20 marzo 2020 A’ la guerre comme a’ la guerre

Attenzione alle parole.
Chi usa la parola guerra per combattere l’infezione da coronarovirus intende (e)semplificare una precisa strategia militare.
Se si accetta di combattere una guerra, anche se subita, si accetta una logica che sottende costi pesanti e possibili benefici.
Innanzitutto si accetta di veder morire una parte della popolazione ed è preferibile che i sacrificati siano la parte più debole e fragile e meno produttiva, inadatta a sostenere l’impegno dei combattenti, magari impegnando risorse indispensabili a sostenere lo sforzo bellico.
La guerra non va contrastata, ma va combattuta fino in fondo, anche se dura e spietata, perché è in gioco la sovranità e gli interessi di una nazione.
Sul piano culturale va accettata la dimensione tragica della storia, rifiutando ogni logica pacifista e compromissoria, pena il disfattismo e l’indebolimento delle difese e anche per questo non è prevista alcuna misura di restrizione della libertà individuale e la vita quotidiana deve proseguire senza discontinuità.

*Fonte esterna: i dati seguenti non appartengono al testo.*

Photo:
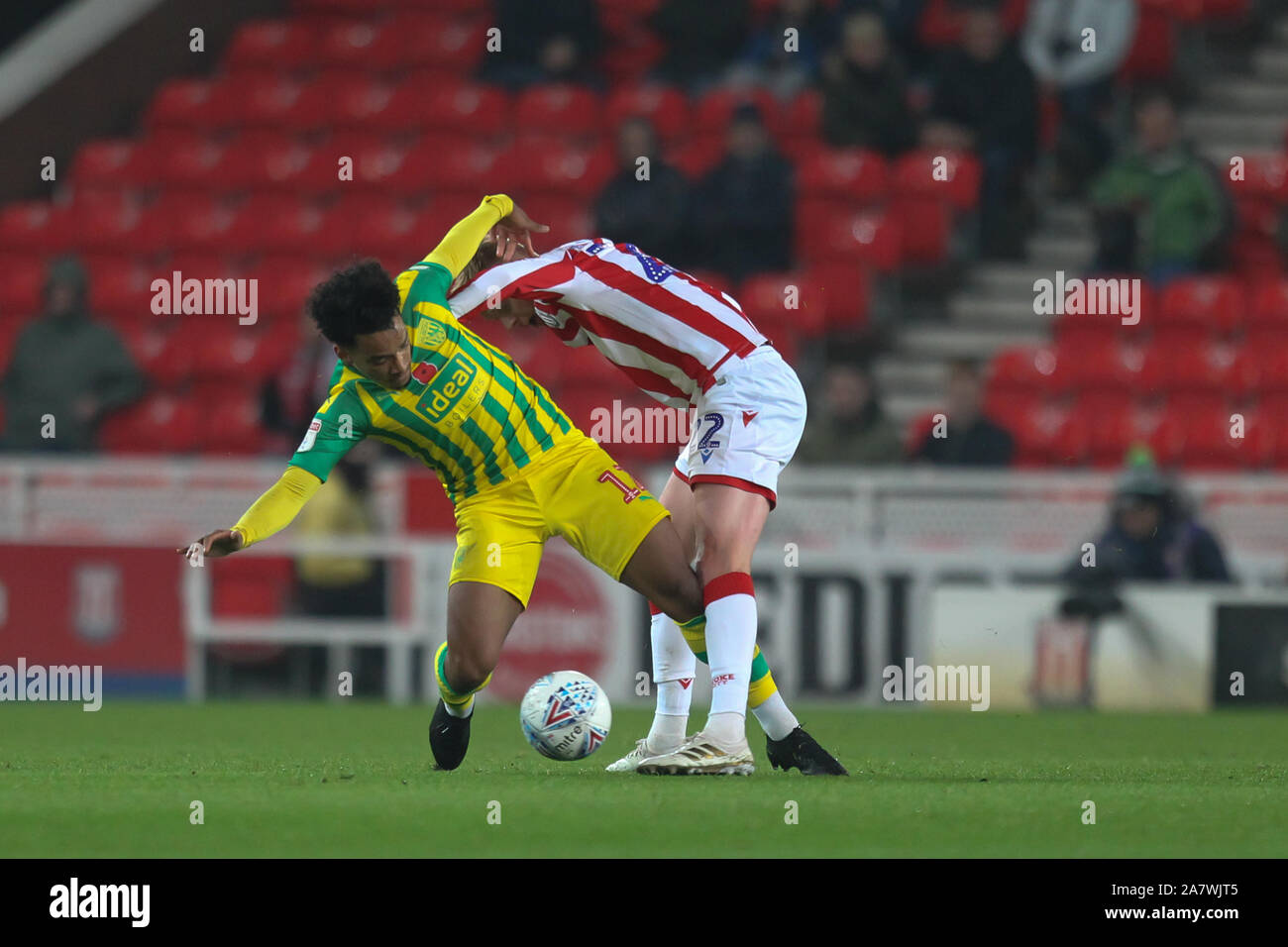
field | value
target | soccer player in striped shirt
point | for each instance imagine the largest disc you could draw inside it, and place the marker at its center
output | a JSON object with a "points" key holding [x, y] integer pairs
{"points": [[683, 343], [514, 467]]}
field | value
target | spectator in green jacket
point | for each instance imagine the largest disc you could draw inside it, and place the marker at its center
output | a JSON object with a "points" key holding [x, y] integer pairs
{"points": [[1158, 206], [846, 424], [67, 371]]}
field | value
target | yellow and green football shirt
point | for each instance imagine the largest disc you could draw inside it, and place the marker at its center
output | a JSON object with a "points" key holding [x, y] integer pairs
{"points": [[469, 412]]}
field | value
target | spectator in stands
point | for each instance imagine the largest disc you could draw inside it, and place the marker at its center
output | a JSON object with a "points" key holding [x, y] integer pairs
{"points": [[781, 60], [864, 91], [549, 42], [1080, 78], [967, 438], [986, 101], [1158, 206], [901, 18], [848, 424], [743, 206], [1151, 536], [702, 39], [67, 368], [648, 211]]}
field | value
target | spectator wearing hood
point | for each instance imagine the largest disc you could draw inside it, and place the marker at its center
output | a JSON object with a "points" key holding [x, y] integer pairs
{"points": [[1153, 536], [848, 424], [866, 93], [68, 367], [743, 206]]}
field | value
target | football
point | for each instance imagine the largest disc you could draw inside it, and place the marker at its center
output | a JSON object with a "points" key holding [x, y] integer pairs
{"points": [[566, 715]]}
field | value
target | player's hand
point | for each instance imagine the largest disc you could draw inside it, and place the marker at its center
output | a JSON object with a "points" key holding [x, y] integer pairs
{"points": [[213, 545], [514, 235]]}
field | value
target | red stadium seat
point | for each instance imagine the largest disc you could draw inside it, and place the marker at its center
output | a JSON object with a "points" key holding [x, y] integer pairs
{"points": [[451, 47], [35, 227], [362, 44], [1269, 305], [824, 235], [785, 304], [230, 352], [1091, 368], [468, 110], [926, 227], [713, 110], [1022, 368], [455, 170], [664, 106], [956, 180], [22, 278], [845, 290], [180, 102], [274, 44], [849, 174], [559, 110], [1216, 303], [112, 161], [232, 424], [263, 161], [699, 155], [559, 167], [1265, 178], [799, 119], [189, 163]]}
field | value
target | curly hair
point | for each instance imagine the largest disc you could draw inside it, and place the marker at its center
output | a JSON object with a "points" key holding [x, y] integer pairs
{"points": [[353, 302]]}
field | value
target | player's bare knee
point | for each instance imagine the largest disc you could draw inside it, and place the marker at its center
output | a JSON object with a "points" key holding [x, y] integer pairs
{"points": [[467, 672]]}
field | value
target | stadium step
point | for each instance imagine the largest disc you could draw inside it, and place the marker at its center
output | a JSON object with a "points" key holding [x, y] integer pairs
{"points": [[995, 311], [1239, 93], [906, 408], [965, 342], [1270, 62], [1056, 252], [910, 376], [1006, 278], [1222, 127]]}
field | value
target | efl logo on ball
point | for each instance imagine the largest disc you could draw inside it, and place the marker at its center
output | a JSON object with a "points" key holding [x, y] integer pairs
{"points": [[566, 715]]}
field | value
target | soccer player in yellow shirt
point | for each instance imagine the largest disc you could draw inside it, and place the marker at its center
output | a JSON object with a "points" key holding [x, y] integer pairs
{"points": [[514, 467]]}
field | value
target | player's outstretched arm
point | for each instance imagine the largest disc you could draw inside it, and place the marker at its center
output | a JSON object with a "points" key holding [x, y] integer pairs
{"points": [[270, 513], [497, 211]]}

E’ il modello che è sembrato prevalere, almeno in una fase iniziale, in Gran Bretagna, forse anche in Germania e forse anche in Francia.
Non si contrasta il contagio da coronavirus, anzi lo si favorisce per garantire una diffusa e rapida immunizzazione, si curano i malati, nei limiti delle possibilità del servizio sanitario nazionale, e si accetta di sacrificare una quota della popolazione, più o meno ampia a seconda del numero di posti disponibili in terapia intensiva, preferibilmente anziana e/o già malata, la cui scomparsa non compromette la funzionalità del sistema economico-produttivo, alleviando i costi del sistema pensionistico e dell’assistenza sociale e sanitaria, almeno nel medio periodo.
A questo modello se ne è contrapposto e si contrappone un altro, basato invece sul contenimento del contagio per salvare tutti i salvabili, con provvedimenti emergenziali di “distanziamento sociale”, con l’applicazione di misure severissime di restrizione delle libertà personali e con costi economici devastanti. La “conditio sine qua non” è l’efficienza di un servizio sanitario nazionale, il suo eventuale potenziamento con accanto misure statali di sostegno ai ceti produttivi, una forte coesione sociale e una decisa legittimazione dello Stato.

I due modelli si sono inizialmente contrapposti, mentre oggi il dilagare della pandemia da coronavirus, la estrema contagiosità del virus e la difficoltà di far accettare costi umani elevati sta facendo prevalere una logica meno militare e più sociale. Lo stesso contenimento dei costi economici nel modello “militare”, con possibili conquiste significative di quote di mercato sul lungo periodo, rischia di essere vanificato dall’indebolimento della coesione sociale della popolazione, impoverita socialmente e culturalmente.
Forse sta anche prevalendo una logica di futura “coesistenza pacifica” con il virus, reso contenibile e contendibile da misure ancora non disponibili, come farmaci e vaccini e da una “immunità di gregge” che necessita anch’essa di tempi lunghi. Rimarranno forse a sostegno le misure igieniche individuali sin qui fortemente raccomandate, un governo centrale in grado di esercitare autorevolmente una funzione di indirizzo e di coordinamento, una socialità che non si confonde con una promiscuità confusa e indistinta. Il vero antidoto sarà comunque una notevolissima capacità di decisione politica.